The flip side, though, is that in the process of giving myself over to another life, I’ve settled more fully into myself.

… 

It’s 8 pm on a Tuesday night. I’m typing this post on the couch while my husband puts our 5-year-old to bed. I’m wearing my faded grey “Madre” T-shirt, the same Outdoor Voices joggers I have been living and sleeping in for days, and a pair of thick neon-green socks I’ve stolen from Sol’s dresser. I haven’t confirmed, but it’s quite possible that there’s a strand or two of Swiss chard remaining in my sports bra from a stage of dinner prep gone awry.

Today I have discussed the terror and victory of confronting the blank page with my college writing students. I have prepared a plate of apple slices and peanut butter when my son announced his 10 am Zoom kindergarten munchies. I have furtively embraced my husband as we passed each other in the hall, because whenever we are caught cuddling, our child invariably asks, “Can I join in?” I have sat on a planning call with caregivers from Nigeria to New Zealand who are fighting climate change. I have gamely pretended, at my kid’s request, to be a mother white blood cell to his baby white blood cell.

Nothing sexual or even remotely sexy occurred. But in those cumulative acts of listening, engaging, nourishing, leading, I felt alive, present, fully myself. Well-seasoned.

To riff on those immortal words of Right Said Fred: I’m too sexy for the Myth of Asexual Motherhood.
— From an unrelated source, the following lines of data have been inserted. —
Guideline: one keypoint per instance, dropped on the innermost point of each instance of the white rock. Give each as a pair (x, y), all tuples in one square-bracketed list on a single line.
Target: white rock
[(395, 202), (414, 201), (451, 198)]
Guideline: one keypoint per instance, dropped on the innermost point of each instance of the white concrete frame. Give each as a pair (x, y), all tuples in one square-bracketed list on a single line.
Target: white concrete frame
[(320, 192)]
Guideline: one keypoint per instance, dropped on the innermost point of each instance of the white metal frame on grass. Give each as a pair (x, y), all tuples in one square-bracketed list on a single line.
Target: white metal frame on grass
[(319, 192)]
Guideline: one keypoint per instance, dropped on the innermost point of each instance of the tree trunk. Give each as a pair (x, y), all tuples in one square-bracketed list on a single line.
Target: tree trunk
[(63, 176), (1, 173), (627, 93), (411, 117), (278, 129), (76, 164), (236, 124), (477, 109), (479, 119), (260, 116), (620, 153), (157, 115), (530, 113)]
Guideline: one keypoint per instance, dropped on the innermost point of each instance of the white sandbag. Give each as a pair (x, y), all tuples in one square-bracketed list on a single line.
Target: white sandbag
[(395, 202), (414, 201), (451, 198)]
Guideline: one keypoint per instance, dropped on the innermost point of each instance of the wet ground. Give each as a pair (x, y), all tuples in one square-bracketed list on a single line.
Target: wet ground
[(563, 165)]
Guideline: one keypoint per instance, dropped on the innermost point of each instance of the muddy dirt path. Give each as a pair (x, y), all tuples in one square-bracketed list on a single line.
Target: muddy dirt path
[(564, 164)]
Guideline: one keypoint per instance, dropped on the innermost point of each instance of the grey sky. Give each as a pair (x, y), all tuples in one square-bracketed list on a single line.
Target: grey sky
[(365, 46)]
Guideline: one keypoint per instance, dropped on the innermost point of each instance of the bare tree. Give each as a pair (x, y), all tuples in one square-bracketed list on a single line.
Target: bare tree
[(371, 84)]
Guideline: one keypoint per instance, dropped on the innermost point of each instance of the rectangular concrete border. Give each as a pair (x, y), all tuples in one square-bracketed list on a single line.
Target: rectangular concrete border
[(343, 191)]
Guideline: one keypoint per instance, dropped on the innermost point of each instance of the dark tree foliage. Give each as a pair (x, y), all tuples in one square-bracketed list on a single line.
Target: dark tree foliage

I didn’t stage this photo! Alas, it was my 5 yo, and not my husband, who spelled out this phrase with Bananagrams tiles.

I didn’t stage this photo! Alas, it was my 5 yo, and not my husband, who spelled out this phrase with Bananagrams tiles.

NOTES

*This experience is not limited to mothers. The sex-advice columnist and podcaster Dan Savage noted a similar experience when he and his partner first adopted. Perel also insists that the primary caregiver, regardless of gender, tends to experience a deeper disconnect with their sexuality: “My work with gay and lesbian couples has led me to recognize that this dynamic is replicated whenever one parent takes charge of the kids, gender notwithstanding.” Yet another reason to hear a broader spectrum of stories around parenthood and sexuality.


**I reached out to some friends to solicit their definitions of sexy, and the responses were marvelous. One noted that, for her, sexy “has come to mean that you’re attractive, interesting, magnetic, desirable, powerful, confident and that this power/energy shows on your body, your face and in how you carry yourself.” Another defined sexy as “feeling free and empowered to express my sensual and lustful feelings.” Being in an intimate relationship in which one feels “equal, valued, desired, respected, and appreciated” was also key. And someone pointed me to the work of the self-described “radical lesbian feminist” philosopher Mary Daly, who “described women’s sexuality as about our connection to the life force…the divine.”